At the Addiction Treatment Center in eastern China, more than 6,000 Internet addicts — most of them teenagers — not only had their web access taken away, they were also treated with electroshock therapy.
The center, in Shandong province, made headlines in September after one of its patients killed her mother in retribution for abuse she had purportedly suffered at the camp during a forced detox regimen.
Now China is trying to regulate camps like the one in Shandong, which have become a last resort for parents exasperated by their child’s habit of playing online games for hours on end.
Photo: EPA
The government has drafted a law that would crack down on the camps’ worst excesses, including electroshock and other “physical punishments.” Medical specialists welcomed the law, announced this week in China’s state-controlled news media, as an initial step toward curbing scandals in the industry.

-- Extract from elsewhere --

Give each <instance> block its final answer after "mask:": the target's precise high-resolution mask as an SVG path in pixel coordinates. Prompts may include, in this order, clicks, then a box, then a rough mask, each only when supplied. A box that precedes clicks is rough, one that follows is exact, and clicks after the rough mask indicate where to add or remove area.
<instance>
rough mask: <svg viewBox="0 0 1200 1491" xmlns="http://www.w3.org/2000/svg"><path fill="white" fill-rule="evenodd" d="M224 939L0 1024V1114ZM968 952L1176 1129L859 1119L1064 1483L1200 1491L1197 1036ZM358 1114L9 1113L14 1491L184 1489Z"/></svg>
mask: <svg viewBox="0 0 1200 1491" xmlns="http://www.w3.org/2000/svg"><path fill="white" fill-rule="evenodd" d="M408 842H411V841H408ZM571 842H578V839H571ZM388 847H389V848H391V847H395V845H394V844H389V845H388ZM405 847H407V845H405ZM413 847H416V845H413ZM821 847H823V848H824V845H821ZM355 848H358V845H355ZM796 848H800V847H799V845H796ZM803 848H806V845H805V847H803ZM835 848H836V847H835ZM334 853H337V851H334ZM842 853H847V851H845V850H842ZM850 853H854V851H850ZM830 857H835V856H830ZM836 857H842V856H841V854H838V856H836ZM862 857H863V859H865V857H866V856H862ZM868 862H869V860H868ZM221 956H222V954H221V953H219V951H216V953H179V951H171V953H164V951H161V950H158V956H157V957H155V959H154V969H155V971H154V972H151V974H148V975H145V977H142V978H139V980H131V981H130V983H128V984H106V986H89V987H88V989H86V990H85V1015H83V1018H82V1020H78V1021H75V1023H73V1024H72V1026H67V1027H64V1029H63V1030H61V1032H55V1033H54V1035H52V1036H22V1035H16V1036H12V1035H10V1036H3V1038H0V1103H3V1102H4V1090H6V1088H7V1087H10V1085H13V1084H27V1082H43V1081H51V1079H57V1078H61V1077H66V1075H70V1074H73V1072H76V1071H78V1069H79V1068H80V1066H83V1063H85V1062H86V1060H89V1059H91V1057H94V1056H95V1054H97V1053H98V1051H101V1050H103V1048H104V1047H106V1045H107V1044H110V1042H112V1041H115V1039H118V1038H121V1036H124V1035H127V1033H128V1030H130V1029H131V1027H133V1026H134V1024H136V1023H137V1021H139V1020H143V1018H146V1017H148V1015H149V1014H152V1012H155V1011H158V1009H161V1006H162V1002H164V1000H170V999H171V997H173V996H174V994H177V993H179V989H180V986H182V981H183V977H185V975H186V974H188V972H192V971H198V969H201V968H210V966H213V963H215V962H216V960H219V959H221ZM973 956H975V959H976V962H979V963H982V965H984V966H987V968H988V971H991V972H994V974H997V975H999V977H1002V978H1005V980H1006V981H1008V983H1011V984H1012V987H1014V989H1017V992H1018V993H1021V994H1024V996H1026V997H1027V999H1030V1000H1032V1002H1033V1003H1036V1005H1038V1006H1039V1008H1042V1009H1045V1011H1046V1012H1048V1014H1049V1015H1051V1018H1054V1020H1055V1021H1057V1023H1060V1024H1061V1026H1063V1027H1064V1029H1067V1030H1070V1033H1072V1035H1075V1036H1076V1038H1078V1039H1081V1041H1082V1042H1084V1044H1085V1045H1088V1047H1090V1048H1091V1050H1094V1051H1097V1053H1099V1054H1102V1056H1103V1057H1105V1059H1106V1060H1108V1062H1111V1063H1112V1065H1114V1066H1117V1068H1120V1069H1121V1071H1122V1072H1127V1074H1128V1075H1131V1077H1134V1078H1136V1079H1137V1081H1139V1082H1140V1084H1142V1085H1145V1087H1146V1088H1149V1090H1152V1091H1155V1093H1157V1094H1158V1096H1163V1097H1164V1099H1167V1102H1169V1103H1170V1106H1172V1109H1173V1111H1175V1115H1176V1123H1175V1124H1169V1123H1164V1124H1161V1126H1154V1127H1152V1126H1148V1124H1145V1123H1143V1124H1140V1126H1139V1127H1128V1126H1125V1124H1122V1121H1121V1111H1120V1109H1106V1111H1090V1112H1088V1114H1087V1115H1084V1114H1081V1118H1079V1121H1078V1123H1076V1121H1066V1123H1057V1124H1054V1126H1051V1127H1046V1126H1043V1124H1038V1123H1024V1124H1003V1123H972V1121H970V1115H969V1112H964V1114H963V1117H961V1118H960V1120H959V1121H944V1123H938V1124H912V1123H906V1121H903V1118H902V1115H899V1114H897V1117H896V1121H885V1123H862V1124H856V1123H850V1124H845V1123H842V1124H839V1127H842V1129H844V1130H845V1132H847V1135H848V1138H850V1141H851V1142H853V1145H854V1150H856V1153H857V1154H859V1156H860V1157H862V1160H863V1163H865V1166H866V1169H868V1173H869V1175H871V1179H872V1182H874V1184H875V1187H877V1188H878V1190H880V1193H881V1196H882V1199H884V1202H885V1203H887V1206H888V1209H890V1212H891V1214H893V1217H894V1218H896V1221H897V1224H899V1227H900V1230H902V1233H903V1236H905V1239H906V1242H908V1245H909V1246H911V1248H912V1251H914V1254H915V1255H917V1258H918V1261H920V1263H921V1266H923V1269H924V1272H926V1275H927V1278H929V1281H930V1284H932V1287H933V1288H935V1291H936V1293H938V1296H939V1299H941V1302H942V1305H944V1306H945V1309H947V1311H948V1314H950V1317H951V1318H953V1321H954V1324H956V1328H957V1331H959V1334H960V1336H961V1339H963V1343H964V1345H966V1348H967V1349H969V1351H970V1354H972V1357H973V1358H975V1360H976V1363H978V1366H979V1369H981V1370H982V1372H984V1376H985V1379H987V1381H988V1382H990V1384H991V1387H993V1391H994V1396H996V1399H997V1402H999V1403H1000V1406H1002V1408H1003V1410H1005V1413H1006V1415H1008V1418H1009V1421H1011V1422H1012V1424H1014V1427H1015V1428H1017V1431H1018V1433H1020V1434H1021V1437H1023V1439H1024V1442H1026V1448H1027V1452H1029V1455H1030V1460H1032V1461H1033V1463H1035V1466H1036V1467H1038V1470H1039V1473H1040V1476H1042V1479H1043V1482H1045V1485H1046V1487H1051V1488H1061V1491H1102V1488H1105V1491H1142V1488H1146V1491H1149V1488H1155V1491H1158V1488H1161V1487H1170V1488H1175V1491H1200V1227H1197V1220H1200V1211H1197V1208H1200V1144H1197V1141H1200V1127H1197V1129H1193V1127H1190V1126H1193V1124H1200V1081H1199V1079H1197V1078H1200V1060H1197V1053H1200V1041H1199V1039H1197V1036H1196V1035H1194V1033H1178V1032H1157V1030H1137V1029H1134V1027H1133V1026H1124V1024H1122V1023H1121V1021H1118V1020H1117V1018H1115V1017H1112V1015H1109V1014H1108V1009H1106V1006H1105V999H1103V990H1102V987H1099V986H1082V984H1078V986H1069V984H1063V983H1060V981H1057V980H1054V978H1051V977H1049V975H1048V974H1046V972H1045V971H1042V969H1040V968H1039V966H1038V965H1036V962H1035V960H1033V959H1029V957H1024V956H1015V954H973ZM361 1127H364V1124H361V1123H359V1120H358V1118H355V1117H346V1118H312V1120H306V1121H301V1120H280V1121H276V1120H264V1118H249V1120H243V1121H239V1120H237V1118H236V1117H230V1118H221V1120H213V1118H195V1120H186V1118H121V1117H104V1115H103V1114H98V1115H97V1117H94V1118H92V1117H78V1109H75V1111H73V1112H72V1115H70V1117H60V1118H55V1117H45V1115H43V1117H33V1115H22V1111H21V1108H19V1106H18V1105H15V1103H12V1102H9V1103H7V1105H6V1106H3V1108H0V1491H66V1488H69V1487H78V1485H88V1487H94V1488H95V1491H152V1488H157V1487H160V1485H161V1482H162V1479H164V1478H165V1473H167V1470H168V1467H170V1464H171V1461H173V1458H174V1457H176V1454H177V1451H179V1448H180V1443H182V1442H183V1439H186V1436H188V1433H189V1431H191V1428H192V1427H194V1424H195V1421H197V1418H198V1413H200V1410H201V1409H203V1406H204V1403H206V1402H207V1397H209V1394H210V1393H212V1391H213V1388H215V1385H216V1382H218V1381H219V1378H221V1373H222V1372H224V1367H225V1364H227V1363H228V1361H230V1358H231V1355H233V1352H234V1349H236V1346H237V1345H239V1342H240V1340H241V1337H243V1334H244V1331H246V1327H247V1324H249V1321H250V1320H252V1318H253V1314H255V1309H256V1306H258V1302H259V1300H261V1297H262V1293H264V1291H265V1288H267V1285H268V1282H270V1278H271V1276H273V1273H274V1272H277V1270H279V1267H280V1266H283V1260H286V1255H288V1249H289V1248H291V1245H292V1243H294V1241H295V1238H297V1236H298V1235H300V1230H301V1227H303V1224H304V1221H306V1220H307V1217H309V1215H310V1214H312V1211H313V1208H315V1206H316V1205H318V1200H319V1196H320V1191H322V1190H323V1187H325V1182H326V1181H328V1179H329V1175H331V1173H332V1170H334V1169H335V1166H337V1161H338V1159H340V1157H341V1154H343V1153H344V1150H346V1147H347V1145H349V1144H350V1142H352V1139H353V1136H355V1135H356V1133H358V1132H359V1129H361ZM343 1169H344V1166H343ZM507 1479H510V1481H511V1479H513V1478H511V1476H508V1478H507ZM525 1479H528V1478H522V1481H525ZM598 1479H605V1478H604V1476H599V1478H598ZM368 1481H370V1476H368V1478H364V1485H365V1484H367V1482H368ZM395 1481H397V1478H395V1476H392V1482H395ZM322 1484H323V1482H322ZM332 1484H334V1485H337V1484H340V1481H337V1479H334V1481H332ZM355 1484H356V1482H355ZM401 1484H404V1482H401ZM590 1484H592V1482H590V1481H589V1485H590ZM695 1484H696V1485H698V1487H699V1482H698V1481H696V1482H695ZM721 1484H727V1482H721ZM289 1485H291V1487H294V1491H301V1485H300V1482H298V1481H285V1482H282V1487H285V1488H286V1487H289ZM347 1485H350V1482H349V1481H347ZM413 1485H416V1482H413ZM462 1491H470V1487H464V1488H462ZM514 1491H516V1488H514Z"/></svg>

“It’s a very important move for protecting young children,” said Tao Ran, the director of the Internet Addiction Clinic at Beijing Military General Hospital.
Tao said that many Chinese parents believe that the effects of electroshock therapy are fleeting. But he had seen several Chinese teenagers return from boot camps that treat Internet addiction showing signs of lasting psychological trauma, he said.
“They didn’t talk, were afraid to meet people and refused to leave their homes,” he said, referring to his meetings with the teenagers. “They were panicked even to hear the word ‘hospital’ and ‘doctor.’”
LIMITATIONS OF DRAFT LAW
Qu Xinjiu, a law professor at China University of Political Science and Law in Beijing, said the belief that parents have supreme jurisdiction over their children, and that even police officers have no right to intervene in family affairs, is widespread in China.
“That’s why there are so many parents sending their kids for electroshock therapy, even when outsiders think it’s wrong to do so,” Qu said.
Figures on the number or growth of internet detox camps in China are scarce, but the camps’ methods have been generating concern for years.
The legislation would also limit how much time each day that minors could play online games at home or in internet bars. Providers of the games would be obliged to take measures to monitor and restrict use, such as requiring players to register under their real names.
The law does not yet specify the number of hours allowed, but minors would be prohibited from playing online games anywhere between midnight and 8am.
Tao said he doubted that the draft law, which was introduced by the State Council, China’s Cabinet, could be enforced evenly nationwide. Provisions to limit the number of hours spent online probably could be easily flouted, he said.
ALTERNATIVE METHODS OF TREATMENT
Reports in the Chinese news media this week said that lawmakers would accept public comments on the draft law through early February but gave no indication of when it might be put into practice.
In 2009, the Chinese Health Ministry issued guidelines against using electroshock therapy for Internet addicts. Trent M. Bax, the author of “Youth and Internet Addiction in China,” said that he wondered whether a ban would be any more effective.
Despite the Health Ministry’s policy, “punitive practices continue to victimize China’s youth” in Internet detox camps, said Bax, an assistant professor of sociology at Ewha Womans University in Seoul, South Korea.
Researchers from Chinese, Taiwanese and German universities wrote in the journal Asia-Pacific Psychiatry in 2014 that the highest prevalence of “problematic Internet use” worldwide had been observed in Asia. Christian Montag, the study’s lead author, said in an email on Thursday that South Korea had the world’s highest rate of problematic internet use, in part because of its large technology sector and online game market. South Korea also offers camps for Internet addiction.
Recent scientific evidence indicates that the best treatments for digital addiction appear to be cognitive behavioral therapy in individual and group settings, which often include patients’ parents and significant others, said Daria Kuss, a specialist on Internet and game addiction at Nottingham Trent University in Britain.
Kuss said that medication can also be effective, especially if Internet addiction is accompanied by anxiety or mood disorders, such as depression. But, she said, beatings and electroshock therapy “are not commonly used in the treatment of Internet and gaming addiction and are to be considered unethical and inhumane.”